I parrucchieri? Donne o stranieri «Ma chi lavora in nero ci uccide»

I parrucchieri e gli estetisti lombardi sono sempre più donne. E sempre più straniere: i dati diffusi pochi giorni fa dalla Camera di Commercio di Milano hanno Varese come protagonista, ma dietro ai numeri c’è una realtà complessa, fatta di difficoltà e di concorrenza quotidiana, che la crisi rende ancora più difficile da sostenere, soprattutto per gli imprenditori italiani.
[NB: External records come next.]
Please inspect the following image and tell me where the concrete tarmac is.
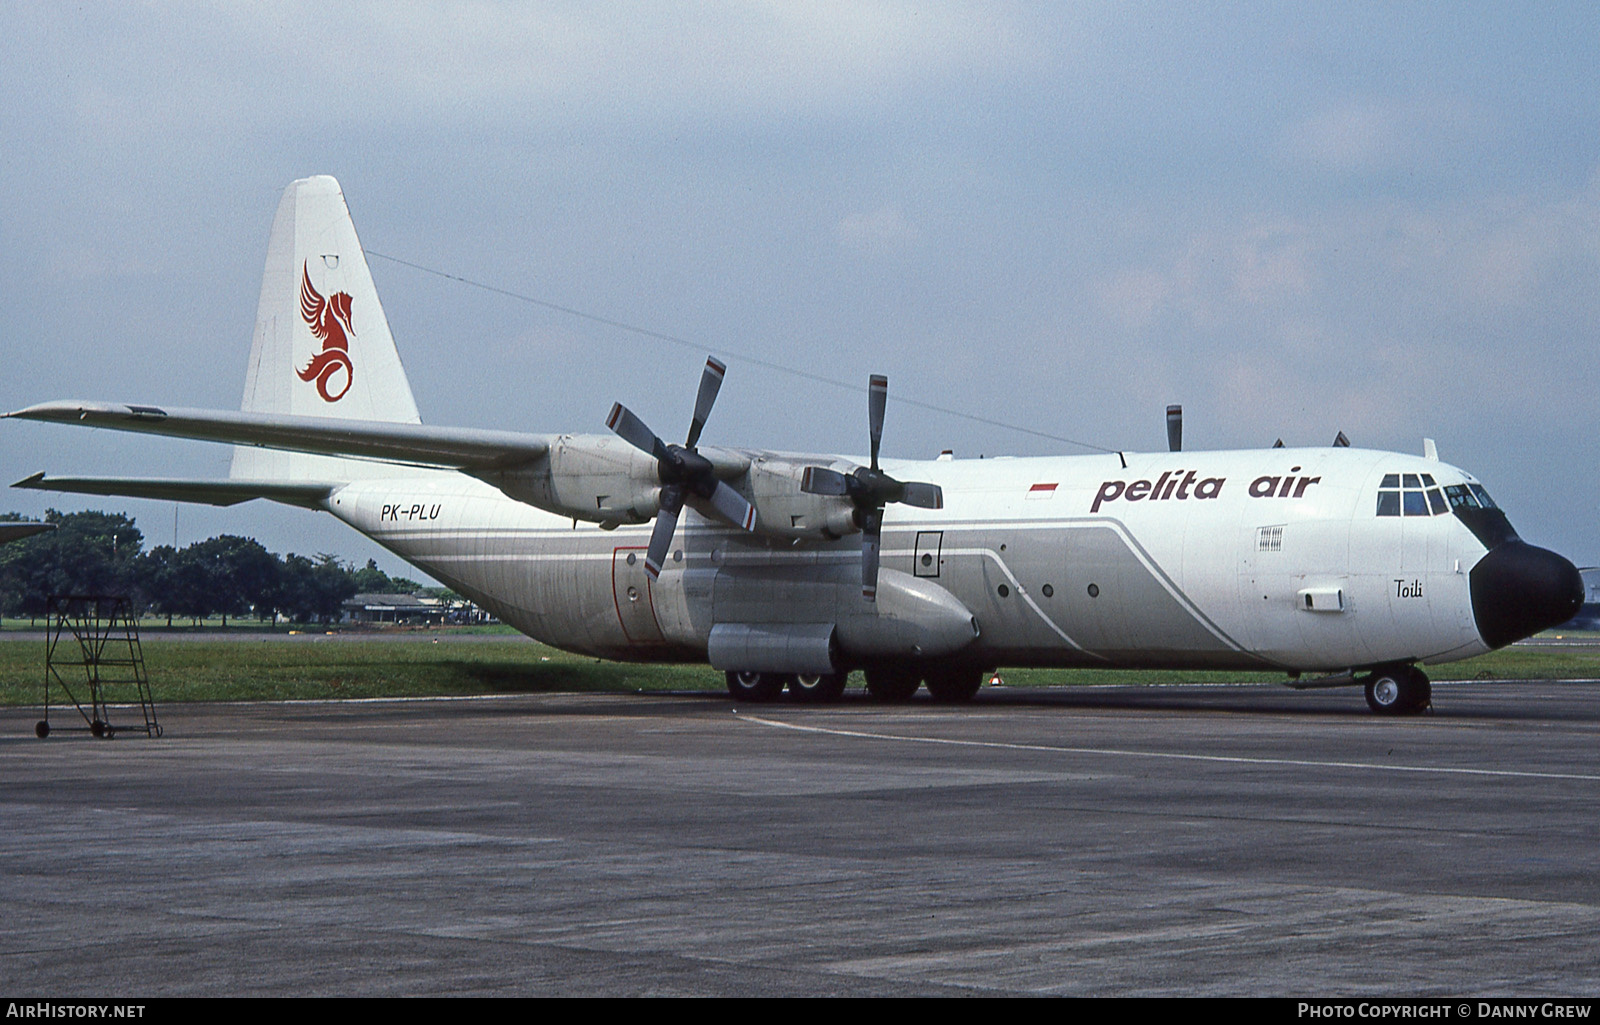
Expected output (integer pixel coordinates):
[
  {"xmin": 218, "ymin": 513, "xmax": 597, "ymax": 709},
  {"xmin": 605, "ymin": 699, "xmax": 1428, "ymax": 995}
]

In Lombardia crescono le imprese del settore “bellezza e benessere” a guida non italiana: + 11,3%, un parrucchiere lombardo su quindici. I cinesi sono cresciuti del 14,9%, seguiti da svizzeri (+2,7%) e marocchini (+15,7%, ma si parla di 59 attività in tutta la regione).
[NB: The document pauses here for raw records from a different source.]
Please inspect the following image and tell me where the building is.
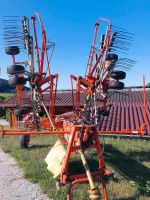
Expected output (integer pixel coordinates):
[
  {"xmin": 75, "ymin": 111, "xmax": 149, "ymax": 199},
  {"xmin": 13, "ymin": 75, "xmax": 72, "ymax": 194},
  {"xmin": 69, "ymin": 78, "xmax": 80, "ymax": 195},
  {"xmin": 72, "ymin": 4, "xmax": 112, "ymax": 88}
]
[{"xmin": 0, "ymin": 87, "xmax": 150, "ymax": 134}]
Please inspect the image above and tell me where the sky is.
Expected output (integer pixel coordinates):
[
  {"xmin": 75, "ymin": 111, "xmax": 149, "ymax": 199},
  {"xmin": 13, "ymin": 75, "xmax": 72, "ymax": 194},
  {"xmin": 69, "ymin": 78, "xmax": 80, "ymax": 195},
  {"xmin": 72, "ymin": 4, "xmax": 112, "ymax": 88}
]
[{"xmin": 0, "ymin": 0, "xmax": 150, "ymax": 89}]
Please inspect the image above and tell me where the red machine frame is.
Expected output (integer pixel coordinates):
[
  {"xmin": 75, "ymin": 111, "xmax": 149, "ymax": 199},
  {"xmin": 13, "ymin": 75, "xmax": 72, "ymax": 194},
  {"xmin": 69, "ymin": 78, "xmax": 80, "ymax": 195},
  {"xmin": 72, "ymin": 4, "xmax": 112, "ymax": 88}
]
[{"xmin": 0, "ymin": 14, "xmax": 147, "ymax": 200}]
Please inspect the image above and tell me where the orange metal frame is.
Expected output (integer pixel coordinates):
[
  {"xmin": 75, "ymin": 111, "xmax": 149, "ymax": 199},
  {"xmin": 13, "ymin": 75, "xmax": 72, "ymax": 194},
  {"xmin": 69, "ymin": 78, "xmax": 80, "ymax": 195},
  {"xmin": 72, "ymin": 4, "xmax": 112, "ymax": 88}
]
[{"xmin": 0, "ymin": 15, "xmax": 147, "ymax": 200}]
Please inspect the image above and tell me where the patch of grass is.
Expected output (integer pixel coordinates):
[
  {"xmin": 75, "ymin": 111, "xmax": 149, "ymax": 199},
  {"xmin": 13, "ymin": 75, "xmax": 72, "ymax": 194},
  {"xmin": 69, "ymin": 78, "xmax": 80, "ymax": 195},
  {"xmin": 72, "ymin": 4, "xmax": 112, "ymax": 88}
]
[
  {"xmin": 0, "ymin": 93, "xmax": 14, "ymax": 99},
  {"xmin": 0, "ymin": 135, "xmax": 150, "ymax": 200}
]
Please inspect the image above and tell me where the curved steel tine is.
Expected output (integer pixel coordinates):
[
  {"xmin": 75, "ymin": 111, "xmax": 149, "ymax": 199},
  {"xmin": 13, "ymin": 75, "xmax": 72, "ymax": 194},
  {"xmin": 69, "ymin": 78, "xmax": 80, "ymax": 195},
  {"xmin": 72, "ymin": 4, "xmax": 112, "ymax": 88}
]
[{"xmin": 111, "ymin": 25, "xmax": 135, "ymax": 35}]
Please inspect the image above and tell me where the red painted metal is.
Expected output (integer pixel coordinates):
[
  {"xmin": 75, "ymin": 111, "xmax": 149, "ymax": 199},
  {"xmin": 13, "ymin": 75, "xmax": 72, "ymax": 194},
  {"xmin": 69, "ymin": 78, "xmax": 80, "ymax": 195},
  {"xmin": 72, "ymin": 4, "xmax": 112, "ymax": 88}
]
[
  {"xmin": 1, "ymin": 130, "xmax": 70, "ymax": 136},
  {"xmin": 67, "ymin": 175, "xmax": 109, "ymax": 200},
  {"xmin": 0, "ymin": 14, "xmax": 148, "ymax": 200}
]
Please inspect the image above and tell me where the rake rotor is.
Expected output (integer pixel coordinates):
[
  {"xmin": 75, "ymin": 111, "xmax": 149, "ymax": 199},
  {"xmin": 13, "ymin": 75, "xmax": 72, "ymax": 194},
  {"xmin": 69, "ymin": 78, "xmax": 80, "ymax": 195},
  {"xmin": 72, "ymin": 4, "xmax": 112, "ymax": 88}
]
[
  {"xmin": 2, "ymin": 16, "xmax": 25, "ymax": 49},
  {"xmin": 0, "ymin": 15, "xmax": 147, "ymax": 200}
]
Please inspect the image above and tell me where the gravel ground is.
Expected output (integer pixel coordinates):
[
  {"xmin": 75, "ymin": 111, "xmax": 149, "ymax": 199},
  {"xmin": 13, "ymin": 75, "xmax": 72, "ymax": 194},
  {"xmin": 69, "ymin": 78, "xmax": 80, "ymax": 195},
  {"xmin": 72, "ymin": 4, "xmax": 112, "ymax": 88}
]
[{"xmin": 0, "ymin": 149, "xmax": 51, "ymax": 200}]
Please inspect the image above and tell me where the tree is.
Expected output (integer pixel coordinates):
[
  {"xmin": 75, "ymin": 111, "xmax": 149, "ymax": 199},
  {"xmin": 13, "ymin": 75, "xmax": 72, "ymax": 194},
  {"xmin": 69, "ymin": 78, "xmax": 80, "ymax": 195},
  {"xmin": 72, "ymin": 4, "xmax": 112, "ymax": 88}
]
[{"xmin": 146, "ymin": 82, "xmax": 150, "ymax": 87}]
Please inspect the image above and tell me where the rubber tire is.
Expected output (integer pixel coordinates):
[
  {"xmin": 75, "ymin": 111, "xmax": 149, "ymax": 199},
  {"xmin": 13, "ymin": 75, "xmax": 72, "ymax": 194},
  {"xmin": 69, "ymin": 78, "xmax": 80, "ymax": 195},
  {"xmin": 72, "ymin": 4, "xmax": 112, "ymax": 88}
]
[
  {"xmin": 8, "ymin": 77, "xmax": 26, "ymax": 86},
  {"xmin": 14, "ymin": 107, "xmax": 30, "ymax": 116},
  {"xmin": 20, "ymin": 135, "xmax": 30, "ymax": 149},
  {"xmin": 111, "ymin": 70, "xmax": 126, "ymax": 80},
  {"xmin": 100, "ymin": 110, "xmax": 110, "ymax": 116},
  {"xmin": 7, "ymin": 65, "xmax": 25, "ymax": 75},
  {"xmin": 21, "ymin": 104, "xmax": 32, "ymax": 109},
  {"xmin": 106, "ymin": 54, "xmax": 118, "ymax": 61},
  {"xmin": 109, "ymin": 80, "xmax": 124, "ymax": 90},
  {"xmin": 5, "ymin": 46, "xmax": 20, "ymax": 55},
  {"xmin": 97, "ymin": 109, "xmax": 110, "ymax": 117}
]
Non solo: il 17% delle imprese straniere sono guidate da giovani, cosa che per gli italiani avviene solo nel 15,5% dei casi.

Varese è la quarta provincia lombarda per numero di estetisti e parrucchieri: ben 2.216. Varese è l’undicesima provincia a livello nazionale per numero di queste attività, e il 5,4% è guidato da cittadini non italiani.

Questo nonostante la percezione degli addetti ai lavori: «L’anno scorso – racconta Teresa Cilla, referente dei parrucchieri per Cna provinciale – hanno chiuso un’ottantina di negozi».

Ma non tutti lo hanno fatto per terminare l’attività, come sottolinea Evelina Bracalente, referente Cna provinciale per gli estetisti: «Le tasse hanno raggiunto il 70% del fatturato. La concorrenza vera, nel mio settore, più che dagli stranieri arrivano dalle italiane che chiudono il negozio per proseguire con l’attività porta a porta. Ovviamente in nero».

I dati dell’ente camerale milanese corrispondono alla ricerca dell’Ufficio Studi di Confartigianato Imprese Varese, che riporta come nel 2013, in provincia di Varese ci fossero 3.175 imprese artigiane gestite da stranieri, il 14,1% del totale delle aziende artigiane dell’intera provincia.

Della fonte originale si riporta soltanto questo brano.